The Role of Fear In Our LifeJan 06, 2022
Human behavior is fascinating, complex, and not easily understood. Or is it? As a Board Certified & Licensed Behavior Analyst, I've worked for more than ten years studying, researching, analyzing, changing, and assessing human behavior. From all of that experience, aside from the obvious fact that human behavior is fascinating, I have learned that to understand the 'why' behind specific behaviors, one need not look very far (or too deep).
You see, there tends to be this habit of categorizing human behavior alongside deeply fascinating and mysterious subject matters such as the sea and outer space; While said topics are understood to the degree of our current knowledge, human behavior, if you know what to look for, doesn't require the same level of inquiry.
At the root of all behavior is some desire or need to move away from aversive stimuli, and toward pleasurable stimuli.
Said otherwise, as humans, we prefer to avoid things, people, events, and conditions that aren't enjoyable, and we prefer those things, people, events, and conditions that we do find enjoyable.
Seems obvious, right? That's because it is. What isn't as obvious is the fear that underlies particular behavior.
As humans, we often fear:
- Being judged
- Outcomes we can't avoid
- The unknown
- Our ability
- Results we are unsure of
- Each other
The list goes on.
Our fear is often linked to behaviors that can be, to others and ourselves, troubling, annoying, frustrating, hurtful, or nonsensical. Here are a few examples:
Avoiding: Humans avoid in all types of ways. We avoid each other, we avoid the things we know we need to do in order to live a healthy & fulfilled life, we avoid our own feelings, and we avoid difficult conversations.
A recent example in my practice comes to mind in which a mother avoided taking her young child to the Neurologist for an evaluation in fear of the outcome.
We avoid paying bills, canceling subscriptions, and similar tasks related to financially responsible adulthood. In our avoidance of these things, we face the consequences such as late payment fees, wasted money- all adding shame to the load we likely carry.
We avoid our feelings, asking for help, and investing in coaching- things that if we otherwise took time to explore, ones life would greatly improve having done so. The excuses we make are never-ending. As an example, the most common excuses I hear are financial excuses, time constraints, and the inevitable, "I have to talk to my spouse first".
*I'd like to highlight as an aside that I am indeed aware financial constraints are very relevant for many people. Given this, I offer scholarships to many individuals based on financial need.*
For many others, this is only but an excuse. Afraid of what we might find if we dig deep into our own psyche, the excuses we make to avoid understanding who we are better and why we do what we do is deeply tied to fear. Fear that presents us with a harsh but liberating truth, "Have I been the one in my own way of living a satisfying and fulfilling life this entire time?".

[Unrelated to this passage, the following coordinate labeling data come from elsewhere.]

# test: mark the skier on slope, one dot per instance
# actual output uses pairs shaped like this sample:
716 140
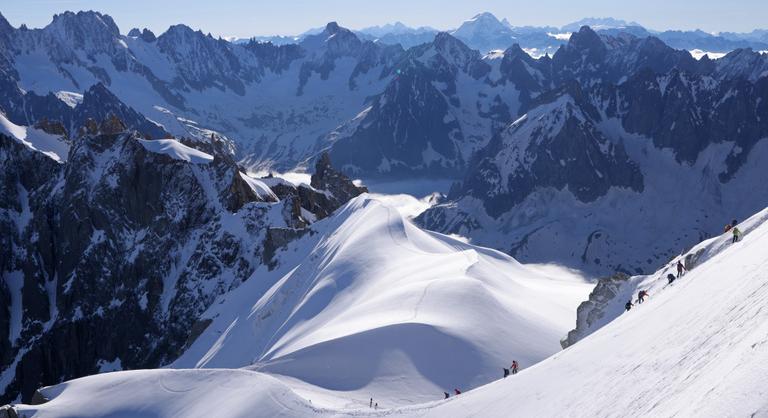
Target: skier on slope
736 234
641 295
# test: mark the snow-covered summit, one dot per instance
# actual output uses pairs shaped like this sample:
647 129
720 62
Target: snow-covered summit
693 348
374 298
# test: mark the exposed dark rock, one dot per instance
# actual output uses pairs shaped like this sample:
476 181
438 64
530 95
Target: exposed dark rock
591 312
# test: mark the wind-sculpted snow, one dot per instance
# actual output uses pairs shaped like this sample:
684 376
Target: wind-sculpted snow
374 300
695 348
51 145
176 150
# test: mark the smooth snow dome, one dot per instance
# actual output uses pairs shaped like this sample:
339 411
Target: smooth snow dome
379 306
176 150
51 145
172 393
696 348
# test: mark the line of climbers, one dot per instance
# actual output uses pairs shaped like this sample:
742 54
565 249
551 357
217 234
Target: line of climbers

"Ghosting": A common behavior many are familiar with, especially the younger generation. That is, showing interest in a romantic partner and then, for whatever reason ignoring them, ultimately never to be heard or seen from again. Rather than communicating that one may not be interested in an individual or no longer wishing to continue seeing them, this behavior is the behavior of choice.
Distracting: Humans should be considered professional distractors. In many ways, distracting and avoiding could be thought of as one and the same. Distracting looks like engaging in some other behavior, as opposed to the one we know we should be engaging in during that moment.
We distract ourselves from getting tasks done by cleaning, calling someone, running errands- all the while convincing ourselves those things are equally important. Yet, as we know, humans make decisions based on emotion, and later, we reason those decisions with logic. We distract ourselves from turning inward and facing our feelings, your internal world. In doing so, moving further away from self-understanding and closer to disconnection, drug addiction, isolation, and dullness.
Further, we say hurtful things to others (and ourselves), we lash out rather than communicating our internal experience in a way proportionate to the situation, we overwork and dedicate our lives to a career lacking connection and satisfaction. All of these behaviors, in some way, can be attributed to fear.
It should be made clear that this isn't always the case- the behaviors mentioned throughout this article could be maintained by some variable other than fear yet, it is my understanding from my professional experience, a deep dive into the research, and my personal experience that often times- an element of fear is involved, even if its presence is small.
What if we gave fear a seat at the table? What if running and turning away from fear, we welcome it the way we do more pleasurable emotions? In doing so, we accept rather than resist. We use fear as information rather than an arbitrary experience we're determined to outrun. It's not so much fear that is the difficult part- it is our relationship to fear.
Yet, fear will always be there- this, I can assure you, and because it's here for the long haul, it seems a better use of our energy and time to welcome it, maybe not as a long-term guest in the house that is our mind but, a guest just like any other; A guest we allow to come in through the front door and out through the back door- a guest we don't allow to stay for coffee. In this approach to fear, we treat it as any other emotion, and because of that, we have a better ability to manage how we choose to relate to fear, as opposed to fear choosing how it will dictate our life.